As the ribosome spins, and as the messenger RNA feeds through it, one transfer RNA after another alights on the surface, fits into special places, and the amino acids snap together like beads in a string, forming the long chain which folds up into the protein, which functions in our body.
Every living thing, every cell in every living thing, uses the exact same genetic information in the exact same way. This understanding of the identical role of DNA and RNA in every organism has led to new technologies, at least new approaches for diagnosis, and new kinds of medical treatment.
Practical Applications
One key technology is polymerase chain reaction, or PCR, by which tiny amounts of DNA can be amplified. Relying on DNA’s ability to duplicate itself, PCR targets a specific short segment of DNA and copies it over and over and over again.
PCR is used in DNA fingerprinting, which is a technique that allows the identification of an individual from the DNA in a single cell. PCR is also used to target specific DNA sequences associated with various genetic diseases, for specific viruses, and other genetic regions of interest in various sorts of research activities.
The Human Genome Project provided a detailed map of the distribution of genes on all of our 23 chromosomes, as well as the distribution of genes on many other organisms. The mapping was accomplished by identifying the target sequences that are similar on every human genome. These sequence tags, as many as 100,000 of them, are like mile markers that define specific chromosome locations, and can be used to target these specific regions. Sequencing is now an automated process, and it’s one that allows us to learn more and more about the genomes of individuals of different species and eventually many different humans.

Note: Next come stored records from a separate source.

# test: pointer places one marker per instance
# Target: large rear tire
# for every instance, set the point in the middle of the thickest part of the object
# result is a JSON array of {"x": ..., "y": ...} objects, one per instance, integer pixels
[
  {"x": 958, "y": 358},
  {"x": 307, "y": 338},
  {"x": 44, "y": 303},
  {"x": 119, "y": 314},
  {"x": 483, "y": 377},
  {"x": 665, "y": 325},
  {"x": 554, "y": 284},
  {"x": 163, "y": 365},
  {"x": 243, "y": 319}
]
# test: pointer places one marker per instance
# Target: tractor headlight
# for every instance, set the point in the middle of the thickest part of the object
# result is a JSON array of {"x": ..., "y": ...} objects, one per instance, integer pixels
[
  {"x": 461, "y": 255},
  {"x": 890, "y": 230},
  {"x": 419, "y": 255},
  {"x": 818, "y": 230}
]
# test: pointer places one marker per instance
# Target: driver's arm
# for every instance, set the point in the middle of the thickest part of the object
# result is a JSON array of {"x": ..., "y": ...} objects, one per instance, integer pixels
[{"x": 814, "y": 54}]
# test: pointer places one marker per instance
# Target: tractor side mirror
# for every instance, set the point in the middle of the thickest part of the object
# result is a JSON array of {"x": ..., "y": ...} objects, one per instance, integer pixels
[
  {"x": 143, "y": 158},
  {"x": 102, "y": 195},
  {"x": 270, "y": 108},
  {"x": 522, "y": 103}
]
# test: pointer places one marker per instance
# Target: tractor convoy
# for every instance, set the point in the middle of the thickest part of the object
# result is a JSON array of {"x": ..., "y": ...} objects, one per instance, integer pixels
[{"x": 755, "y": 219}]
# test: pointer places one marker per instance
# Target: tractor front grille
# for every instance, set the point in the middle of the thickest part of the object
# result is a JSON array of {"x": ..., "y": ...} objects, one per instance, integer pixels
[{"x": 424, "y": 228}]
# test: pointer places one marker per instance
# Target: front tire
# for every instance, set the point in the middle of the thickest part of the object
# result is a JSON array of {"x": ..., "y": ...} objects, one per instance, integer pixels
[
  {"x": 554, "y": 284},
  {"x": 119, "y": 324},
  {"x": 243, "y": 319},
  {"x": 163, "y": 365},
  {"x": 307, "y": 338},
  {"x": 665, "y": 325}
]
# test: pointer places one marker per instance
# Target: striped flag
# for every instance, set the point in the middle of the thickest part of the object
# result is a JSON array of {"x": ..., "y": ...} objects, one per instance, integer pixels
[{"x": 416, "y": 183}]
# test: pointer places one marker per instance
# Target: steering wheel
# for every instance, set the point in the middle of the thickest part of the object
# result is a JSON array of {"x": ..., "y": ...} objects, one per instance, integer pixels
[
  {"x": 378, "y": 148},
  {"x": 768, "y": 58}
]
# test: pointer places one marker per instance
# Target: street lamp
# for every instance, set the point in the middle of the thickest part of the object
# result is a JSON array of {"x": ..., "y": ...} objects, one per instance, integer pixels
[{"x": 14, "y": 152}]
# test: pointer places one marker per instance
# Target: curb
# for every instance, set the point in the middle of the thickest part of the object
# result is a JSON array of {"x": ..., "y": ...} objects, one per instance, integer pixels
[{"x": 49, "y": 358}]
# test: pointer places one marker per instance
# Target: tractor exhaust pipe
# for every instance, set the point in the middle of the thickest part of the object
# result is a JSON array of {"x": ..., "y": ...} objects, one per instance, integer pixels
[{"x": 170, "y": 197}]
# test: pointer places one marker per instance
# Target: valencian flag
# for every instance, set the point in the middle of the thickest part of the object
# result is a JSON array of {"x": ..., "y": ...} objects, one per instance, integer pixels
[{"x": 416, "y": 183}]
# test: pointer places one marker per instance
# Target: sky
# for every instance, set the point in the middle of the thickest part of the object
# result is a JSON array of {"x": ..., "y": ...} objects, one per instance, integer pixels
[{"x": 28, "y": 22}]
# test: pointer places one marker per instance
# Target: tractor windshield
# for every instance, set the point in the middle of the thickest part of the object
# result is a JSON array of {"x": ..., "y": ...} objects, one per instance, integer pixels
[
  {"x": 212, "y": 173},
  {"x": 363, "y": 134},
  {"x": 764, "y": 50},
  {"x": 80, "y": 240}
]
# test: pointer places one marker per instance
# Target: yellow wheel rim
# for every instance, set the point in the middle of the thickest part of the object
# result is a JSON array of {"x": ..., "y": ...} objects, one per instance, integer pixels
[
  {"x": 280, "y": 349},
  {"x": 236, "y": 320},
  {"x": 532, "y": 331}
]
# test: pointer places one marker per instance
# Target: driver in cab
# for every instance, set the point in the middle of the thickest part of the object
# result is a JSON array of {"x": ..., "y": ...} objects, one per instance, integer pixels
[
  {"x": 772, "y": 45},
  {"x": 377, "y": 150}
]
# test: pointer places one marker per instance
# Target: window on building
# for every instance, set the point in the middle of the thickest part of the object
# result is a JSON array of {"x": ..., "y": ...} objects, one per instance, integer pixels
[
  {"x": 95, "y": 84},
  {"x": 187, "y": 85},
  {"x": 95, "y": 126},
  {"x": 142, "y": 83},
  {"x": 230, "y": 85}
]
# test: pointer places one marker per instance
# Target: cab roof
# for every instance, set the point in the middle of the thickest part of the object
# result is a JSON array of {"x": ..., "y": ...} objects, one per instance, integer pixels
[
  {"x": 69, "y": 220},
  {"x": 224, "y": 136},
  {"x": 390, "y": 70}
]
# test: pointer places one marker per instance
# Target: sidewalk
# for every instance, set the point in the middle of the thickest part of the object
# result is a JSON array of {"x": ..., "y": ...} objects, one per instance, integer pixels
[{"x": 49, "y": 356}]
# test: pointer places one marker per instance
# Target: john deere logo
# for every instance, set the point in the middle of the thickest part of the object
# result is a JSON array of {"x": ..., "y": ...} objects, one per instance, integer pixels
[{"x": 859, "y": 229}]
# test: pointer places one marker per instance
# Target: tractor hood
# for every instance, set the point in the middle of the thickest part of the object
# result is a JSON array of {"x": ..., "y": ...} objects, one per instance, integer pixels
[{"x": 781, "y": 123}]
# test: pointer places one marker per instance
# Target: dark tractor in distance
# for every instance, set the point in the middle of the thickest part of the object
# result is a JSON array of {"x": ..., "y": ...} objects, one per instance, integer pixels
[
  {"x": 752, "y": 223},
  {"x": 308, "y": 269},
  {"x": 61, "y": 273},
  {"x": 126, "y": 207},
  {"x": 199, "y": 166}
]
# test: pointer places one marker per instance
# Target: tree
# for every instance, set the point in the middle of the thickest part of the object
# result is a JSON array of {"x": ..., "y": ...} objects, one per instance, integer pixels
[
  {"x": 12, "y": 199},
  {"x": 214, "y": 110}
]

Common Questions about DNA and RNA
Deoxyribonucleic acid, or DNA, is the molecule that contains the genetic code. Biological information is stored in the DNA, which makes chromosomes and also the genes, which are the segments of chromosomes where the action really is.
The genetic code converts the four-letter alphabet of DNA—that is, A, C, G and T—into a correct sequence of amino acids, and it uses ribonucleic acid, or RNA, to do this. All living things use RNA to manufacture the proteins of life.
Polymerase chain reaction, or PCR, is used in DNA fingerprinting, which is a technique that allows the identification of an individual from the DNA in a single cell. PCR is also used to target specific DNA sequences associated with various genetic diseases, for specific viruses, and other genetic regions of interest in various sorts of research activities.